Le ministre algérien de la Santé, Aberrahmane Benbouzid, a accordé mercredi un délai de 15 jours aux directeurs de la santé et des établissements hospitaliers pour réaménager les services des urgences, a indiqué dans un communiqué le ministère.
Intervenant lors de la traditionnelle réunion hebdomadaire avec les directeurs de la santé des établissements hospitaliers, le ministre a réitéré la nécessité d’appliquer ses précédentes directives relatives au réaménagement des services des urgences « en accordant un délai de 15 jours pour la réalisation des changements requis dans ce cadre », indique le communiqué ministériel.
Constatant l’absence de réaction des ses subalternes, M Benbouzid a insisté « sur l’impérative mise en œuvre de ses instructions » avant de rappeler que « le travail et les performances des différents gestionnaires seront évalués » et que des mesures « seront prises en fonction des résultats ».

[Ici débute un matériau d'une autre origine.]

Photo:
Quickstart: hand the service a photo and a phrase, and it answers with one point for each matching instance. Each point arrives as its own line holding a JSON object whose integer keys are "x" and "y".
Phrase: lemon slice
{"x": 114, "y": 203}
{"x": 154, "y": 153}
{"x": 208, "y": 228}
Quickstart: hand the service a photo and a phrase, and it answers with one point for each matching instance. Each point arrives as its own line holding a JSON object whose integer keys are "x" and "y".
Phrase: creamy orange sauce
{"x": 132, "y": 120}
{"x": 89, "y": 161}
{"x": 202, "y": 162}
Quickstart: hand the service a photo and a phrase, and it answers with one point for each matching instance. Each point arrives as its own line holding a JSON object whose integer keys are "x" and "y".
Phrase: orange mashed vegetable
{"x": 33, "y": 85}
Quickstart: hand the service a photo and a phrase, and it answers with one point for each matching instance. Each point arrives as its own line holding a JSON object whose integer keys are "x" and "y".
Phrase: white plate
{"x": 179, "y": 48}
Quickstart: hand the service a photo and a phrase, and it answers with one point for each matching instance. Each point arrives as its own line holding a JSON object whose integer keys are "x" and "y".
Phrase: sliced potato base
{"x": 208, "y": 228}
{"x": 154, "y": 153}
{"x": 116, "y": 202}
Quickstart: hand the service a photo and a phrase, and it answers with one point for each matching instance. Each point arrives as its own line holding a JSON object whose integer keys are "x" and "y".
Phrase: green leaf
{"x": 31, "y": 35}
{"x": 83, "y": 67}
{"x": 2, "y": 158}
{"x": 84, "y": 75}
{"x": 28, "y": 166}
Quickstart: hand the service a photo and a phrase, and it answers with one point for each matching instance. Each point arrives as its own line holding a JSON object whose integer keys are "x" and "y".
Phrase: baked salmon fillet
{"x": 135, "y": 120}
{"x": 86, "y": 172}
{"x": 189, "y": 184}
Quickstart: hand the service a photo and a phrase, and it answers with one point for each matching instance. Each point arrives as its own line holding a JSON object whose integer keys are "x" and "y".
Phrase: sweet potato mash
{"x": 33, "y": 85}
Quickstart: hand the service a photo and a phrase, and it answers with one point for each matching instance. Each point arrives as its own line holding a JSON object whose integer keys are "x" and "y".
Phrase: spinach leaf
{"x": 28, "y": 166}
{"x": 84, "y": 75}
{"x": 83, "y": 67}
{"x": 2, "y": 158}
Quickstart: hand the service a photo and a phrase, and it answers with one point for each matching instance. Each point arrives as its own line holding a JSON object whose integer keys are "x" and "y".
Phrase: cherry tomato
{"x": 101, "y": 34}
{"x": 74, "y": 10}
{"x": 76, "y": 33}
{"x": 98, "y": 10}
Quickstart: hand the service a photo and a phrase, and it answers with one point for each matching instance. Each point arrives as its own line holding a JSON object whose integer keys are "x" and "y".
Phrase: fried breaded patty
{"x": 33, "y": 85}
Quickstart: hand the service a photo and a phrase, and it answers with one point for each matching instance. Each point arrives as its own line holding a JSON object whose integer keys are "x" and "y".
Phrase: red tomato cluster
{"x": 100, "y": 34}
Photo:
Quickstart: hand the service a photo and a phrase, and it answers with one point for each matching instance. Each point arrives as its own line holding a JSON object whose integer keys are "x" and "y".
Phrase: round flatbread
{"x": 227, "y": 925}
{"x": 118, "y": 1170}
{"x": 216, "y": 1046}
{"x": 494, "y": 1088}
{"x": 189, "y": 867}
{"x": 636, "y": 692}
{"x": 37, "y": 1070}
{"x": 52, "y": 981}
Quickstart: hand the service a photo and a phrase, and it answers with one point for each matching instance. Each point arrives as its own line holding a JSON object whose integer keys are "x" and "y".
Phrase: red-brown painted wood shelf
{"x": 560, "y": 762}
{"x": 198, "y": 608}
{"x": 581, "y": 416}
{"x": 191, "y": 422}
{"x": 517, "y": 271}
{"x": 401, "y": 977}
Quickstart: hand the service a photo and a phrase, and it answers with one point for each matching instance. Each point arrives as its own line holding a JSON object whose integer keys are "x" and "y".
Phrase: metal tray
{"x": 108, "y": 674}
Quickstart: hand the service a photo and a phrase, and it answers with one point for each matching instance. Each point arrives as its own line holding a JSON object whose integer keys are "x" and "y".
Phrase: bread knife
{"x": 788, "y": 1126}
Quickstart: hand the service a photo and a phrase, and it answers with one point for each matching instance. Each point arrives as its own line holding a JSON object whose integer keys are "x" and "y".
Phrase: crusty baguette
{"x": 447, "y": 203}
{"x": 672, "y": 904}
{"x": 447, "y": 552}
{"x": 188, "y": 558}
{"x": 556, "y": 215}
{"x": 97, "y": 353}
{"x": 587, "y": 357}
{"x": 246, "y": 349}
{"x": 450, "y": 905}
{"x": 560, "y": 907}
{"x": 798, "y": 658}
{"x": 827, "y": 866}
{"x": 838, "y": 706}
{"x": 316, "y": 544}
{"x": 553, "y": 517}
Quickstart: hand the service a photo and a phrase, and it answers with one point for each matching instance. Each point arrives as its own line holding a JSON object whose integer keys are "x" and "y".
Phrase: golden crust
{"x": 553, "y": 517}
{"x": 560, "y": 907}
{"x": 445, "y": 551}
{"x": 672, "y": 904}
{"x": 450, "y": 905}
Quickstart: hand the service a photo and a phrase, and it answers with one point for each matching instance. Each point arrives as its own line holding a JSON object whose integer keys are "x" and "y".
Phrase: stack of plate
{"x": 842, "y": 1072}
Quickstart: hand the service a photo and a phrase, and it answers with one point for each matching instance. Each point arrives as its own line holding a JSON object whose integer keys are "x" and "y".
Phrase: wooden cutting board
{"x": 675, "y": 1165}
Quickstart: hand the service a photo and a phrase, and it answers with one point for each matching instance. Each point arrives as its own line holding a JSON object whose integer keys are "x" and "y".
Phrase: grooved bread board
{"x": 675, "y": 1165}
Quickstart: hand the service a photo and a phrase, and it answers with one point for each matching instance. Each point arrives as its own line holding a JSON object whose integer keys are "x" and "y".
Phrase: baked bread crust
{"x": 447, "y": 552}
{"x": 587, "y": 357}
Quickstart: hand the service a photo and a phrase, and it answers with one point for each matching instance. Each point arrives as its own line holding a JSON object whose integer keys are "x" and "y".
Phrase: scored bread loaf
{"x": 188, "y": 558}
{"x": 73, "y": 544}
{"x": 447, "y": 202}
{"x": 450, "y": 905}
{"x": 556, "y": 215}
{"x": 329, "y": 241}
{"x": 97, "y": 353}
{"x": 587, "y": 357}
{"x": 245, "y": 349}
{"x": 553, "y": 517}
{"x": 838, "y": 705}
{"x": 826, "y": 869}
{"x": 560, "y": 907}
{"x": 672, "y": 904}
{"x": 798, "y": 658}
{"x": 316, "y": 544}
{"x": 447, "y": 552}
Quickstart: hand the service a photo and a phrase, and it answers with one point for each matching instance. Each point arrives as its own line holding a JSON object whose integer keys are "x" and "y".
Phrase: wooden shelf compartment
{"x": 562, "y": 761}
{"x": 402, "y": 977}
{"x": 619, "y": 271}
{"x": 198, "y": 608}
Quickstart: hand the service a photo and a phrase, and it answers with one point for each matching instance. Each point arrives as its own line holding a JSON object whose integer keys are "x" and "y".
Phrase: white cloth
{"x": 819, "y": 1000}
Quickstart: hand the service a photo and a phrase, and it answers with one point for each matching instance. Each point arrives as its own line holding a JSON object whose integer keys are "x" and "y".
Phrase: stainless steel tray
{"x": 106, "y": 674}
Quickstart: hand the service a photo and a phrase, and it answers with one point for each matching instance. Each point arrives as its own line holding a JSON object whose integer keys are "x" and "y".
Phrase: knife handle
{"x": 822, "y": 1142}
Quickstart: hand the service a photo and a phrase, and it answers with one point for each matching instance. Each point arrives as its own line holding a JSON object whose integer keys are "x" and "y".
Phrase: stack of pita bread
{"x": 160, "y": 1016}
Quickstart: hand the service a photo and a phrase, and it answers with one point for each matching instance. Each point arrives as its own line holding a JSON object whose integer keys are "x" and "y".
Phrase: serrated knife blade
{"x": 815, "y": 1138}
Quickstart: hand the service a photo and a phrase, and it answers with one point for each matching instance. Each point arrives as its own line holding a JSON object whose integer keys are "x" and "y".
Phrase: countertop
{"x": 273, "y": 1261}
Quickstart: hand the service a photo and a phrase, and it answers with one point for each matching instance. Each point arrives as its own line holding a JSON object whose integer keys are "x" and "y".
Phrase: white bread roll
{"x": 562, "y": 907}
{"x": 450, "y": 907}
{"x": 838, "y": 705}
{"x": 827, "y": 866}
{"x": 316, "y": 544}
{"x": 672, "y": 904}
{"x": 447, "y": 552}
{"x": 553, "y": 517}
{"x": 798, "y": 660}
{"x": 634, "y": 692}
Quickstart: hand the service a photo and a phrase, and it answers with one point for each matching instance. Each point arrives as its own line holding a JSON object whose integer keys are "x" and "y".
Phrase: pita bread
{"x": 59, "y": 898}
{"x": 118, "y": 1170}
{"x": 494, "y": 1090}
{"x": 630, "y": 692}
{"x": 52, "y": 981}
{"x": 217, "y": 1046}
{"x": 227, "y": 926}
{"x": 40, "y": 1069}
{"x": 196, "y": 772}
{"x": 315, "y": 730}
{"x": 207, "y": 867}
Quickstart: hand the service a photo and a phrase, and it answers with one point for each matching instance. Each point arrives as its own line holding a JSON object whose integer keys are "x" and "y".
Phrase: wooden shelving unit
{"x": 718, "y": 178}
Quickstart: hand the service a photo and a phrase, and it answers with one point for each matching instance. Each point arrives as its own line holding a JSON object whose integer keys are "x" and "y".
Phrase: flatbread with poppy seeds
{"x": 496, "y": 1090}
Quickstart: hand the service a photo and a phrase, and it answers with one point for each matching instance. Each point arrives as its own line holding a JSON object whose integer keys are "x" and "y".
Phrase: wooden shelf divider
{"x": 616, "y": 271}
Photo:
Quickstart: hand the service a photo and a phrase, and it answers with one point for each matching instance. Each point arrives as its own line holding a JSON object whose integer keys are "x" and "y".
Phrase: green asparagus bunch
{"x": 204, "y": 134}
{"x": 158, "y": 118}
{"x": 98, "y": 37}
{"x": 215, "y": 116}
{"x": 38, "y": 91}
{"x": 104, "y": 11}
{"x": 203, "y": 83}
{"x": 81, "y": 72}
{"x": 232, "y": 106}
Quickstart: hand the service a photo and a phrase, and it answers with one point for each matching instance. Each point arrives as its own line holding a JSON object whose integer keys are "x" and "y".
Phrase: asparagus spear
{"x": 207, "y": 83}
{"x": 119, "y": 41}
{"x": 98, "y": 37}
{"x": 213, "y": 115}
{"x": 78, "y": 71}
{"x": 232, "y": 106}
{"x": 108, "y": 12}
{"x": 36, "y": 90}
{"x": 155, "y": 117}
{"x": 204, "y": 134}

Pour ce faire, il a enjoint les responsables des établissements de santé « à aller sur le terrain », pour restructurer les différents services, et assurer « la maintenance et la remise en marche des équipements en panne, prendre en charge et orienter les malades, veiller à l’hygiène selon les normes en vigueur en milieu hospitalier, organiser les gardes et réunir les moyens permettant au personnel d’exercer dans les meilleures conditions possibles ».
Le ministre de la Santé a en outre demandé aux acteurs concernés de se coordonner avec les chefs de service afin de mettre en place « un climat de travail décent » propice à « l’utilisation et à la rationalisation optimales des ressources ».
Cette réorganisation fonctionnelle devrait ainsi permettre, selon lui, de respecter les rendez vous « en prodiguant des prestations de santé et de soins aux patients en temps opportun, sans pour autant les transférer à d’autres services ».
Dans son communiqué le ministère a conclu en rappelant que l’objectif principal était de « prendre en charge tous les aspects négatifs des services médicaux et d’urgence » et notamment ceux liés « à l’absence de conditions d’hygiène et au grand nombre d’équipements médicaux en panne ».